A person's use of drugs is directly related to his environment and loved one's people next to him. For example, getting a teenager or young man into a bad a company where drugs are an integral part of a philosophy of life, lead to the fact that a teenager with an unprotected psyche begins to use drugs substances so as not to stand out from the general background. To the same group reasons include the emergence of a new culture of drug use. Appearances the glamorous lifestyle of celebrities on TV screens associated with drugs, increasing social acceptability of a 'culture of intoxication as well and the growth of recreational club drug use, have played their part' (Duncan Smith 2006: 45). Also, the emergence of modern youth music, for example, violent and an aggressive rap industry that translates drug use into lyrics modern songs. According to Breakdown Britain 2006, “the most at risk are: young, predominantly single, under-educated and unemployed boys and young men” (Duncan Smith 2006: 44).
Being in care experience – is also one of the reasons. “Children in care are also dramatically more likely to use and abuse drugs and alcohol than the rest of their age cohort. One study showed 73%, of children in care reported smoked cannabis, 34% reporting smoking it daily, 10% admitting using cocaine and 15% had used ecstasy within the last month. 10% had also used heroin and crack cocaine” (Duncan Smith 2006: 44).

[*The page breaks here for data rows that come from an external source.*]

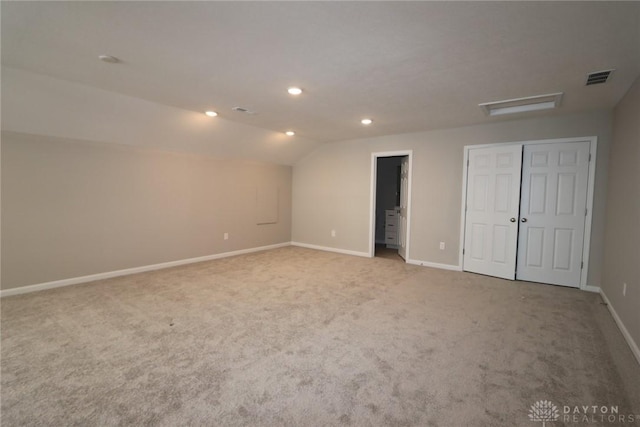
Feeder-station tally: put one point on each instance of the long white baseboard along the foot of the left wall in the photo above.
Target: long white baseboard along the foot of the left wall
(134, 270)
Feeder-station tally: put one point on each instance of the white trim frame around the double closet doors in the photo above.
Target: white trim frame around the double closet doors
(593, 149)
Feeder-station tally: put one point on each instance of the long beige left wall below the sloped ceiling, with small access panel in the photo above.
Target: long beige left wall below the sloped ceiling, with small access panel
(73, 208)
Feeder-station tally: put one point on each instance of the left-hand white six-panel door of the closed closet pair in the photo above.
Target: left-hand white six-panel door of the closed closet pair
(493, 199)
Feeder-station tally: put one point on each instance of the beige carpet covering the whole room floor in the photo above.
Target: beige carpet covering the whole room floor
(296, 337)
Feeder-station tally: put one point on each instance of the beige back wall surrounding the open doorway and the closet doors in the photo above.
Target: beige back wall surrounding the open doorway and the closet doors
(331, 186)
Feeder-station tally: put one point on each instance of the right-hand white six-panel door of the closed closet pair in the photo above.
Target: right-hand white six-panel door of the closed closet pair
(553, 210)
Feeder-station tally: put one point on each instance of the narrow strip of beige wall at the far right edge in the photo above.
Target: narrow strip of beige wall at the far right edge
(622, 229)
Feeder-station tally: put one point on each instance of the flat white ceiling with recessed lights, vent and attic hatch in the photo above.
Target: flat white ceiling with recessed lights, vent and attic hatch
(411, 66)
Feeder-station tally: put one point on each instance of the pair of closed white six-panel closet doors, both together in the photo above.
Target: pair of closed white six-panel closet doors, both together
(525, 212)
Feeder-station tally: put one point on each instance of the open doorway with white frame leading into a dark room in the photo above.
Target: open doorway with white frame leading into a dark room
(390, 191)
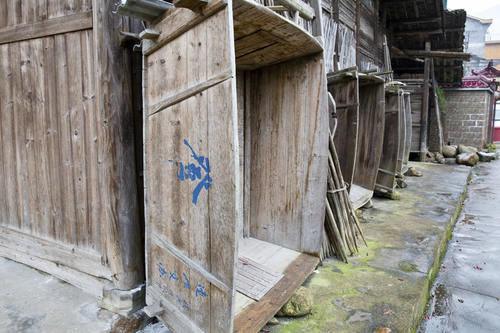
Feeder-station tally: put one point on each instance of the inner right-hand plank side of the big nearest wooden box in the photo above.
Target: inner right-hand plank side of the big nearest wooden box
(288, 153)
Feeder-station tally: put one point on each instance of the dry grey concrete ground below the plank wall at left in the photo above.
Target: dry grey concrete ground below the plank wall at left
(32, 301)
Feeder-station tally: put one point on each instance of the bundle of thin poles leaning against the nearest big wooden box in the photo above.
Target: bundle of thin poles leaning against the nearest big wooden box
(341, 228)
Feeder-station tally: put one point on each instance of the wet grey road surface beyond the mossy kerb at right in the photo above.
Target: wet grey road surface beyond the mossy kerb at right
(466, 293)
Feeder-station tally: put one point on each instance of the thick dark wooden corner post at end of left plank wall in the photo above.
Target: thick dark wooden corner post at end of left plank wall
(117, 172)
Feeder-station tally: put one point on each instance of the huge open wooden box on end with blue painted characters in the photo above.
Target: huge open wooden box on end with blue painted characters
(235, 153)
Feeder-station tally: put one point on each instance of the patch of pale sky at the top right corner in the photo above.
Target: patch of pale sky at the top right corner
(485, 9)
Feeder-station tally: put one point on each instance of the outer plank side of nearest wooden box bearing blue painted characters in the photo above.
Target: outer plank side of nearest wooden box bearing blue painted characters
(198, 233)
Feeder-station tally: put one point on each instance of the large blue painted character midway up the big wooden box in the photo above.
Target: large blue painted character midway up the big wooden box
(195, 171)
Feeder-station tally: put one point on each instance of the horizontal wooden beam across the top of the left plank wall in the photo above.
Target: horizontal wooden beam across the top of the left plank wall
(50, 27)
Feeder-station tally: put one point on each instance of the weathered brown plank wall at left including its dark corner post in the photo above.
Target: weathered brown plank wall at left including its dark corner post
(67, 143)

The main economic reason for the increased growth in drug use is the annual decline in the cost of drugs. As mentioned earlier, over the past 5 years, the cost of cocaine has dropped by 22%. Thus, Cocaine and heroin are cheaper than 25 years ago. Nowadays drugs are cheaper and more affordable than ever before. In this connection, a larger percentage of people today can allow themselves to buy drugs, which immediately leads to an increase in drug use in our society. Most drug users also abuse alcohol. “Alcohol-related death and disease have doubled in 25 years - mostly linked to chronic liver disease, now diagnosed in ever younger people. Cirrhosis of the liver increased by 350% between 1970-98 alone” (Duncan Smith 2006: 42).
Unemployment among the population is also a very strong factor affecting drug addiction in society. Breakdown Britain 2006 researchers cite the following chain of events as an example: Substance abuse by adolescents and young people can cause absenteeism, absenteeism causes academic failure, academic failure causes unemployment, and unemployment is a very high-risk factor for increased substance abuse (Duncan Smith 2006).
Thus, we examined and identified the main reasons for the increase in drug use and drug dependence. The results of the analysis of the main reasons for the development of drug addiction showed that the situation regarding the risk of young people becoming addicted to drugs is constantly changing and since 2016 the number of people using drugs, in particular cocaine, has been steadily increasing. This situation requires constant monitoring in terms of determining the leading factors in the spread of drug addiction among the young population of the UK and solving the corresponding problem based on key factors.
- Duncan Smith, I. (2006). Breakdown Britain. Social Justice Policy Group.
- Home Office. (2019). Drug misuse: Findings from the 2018/19 Crime Survey for England and Wales.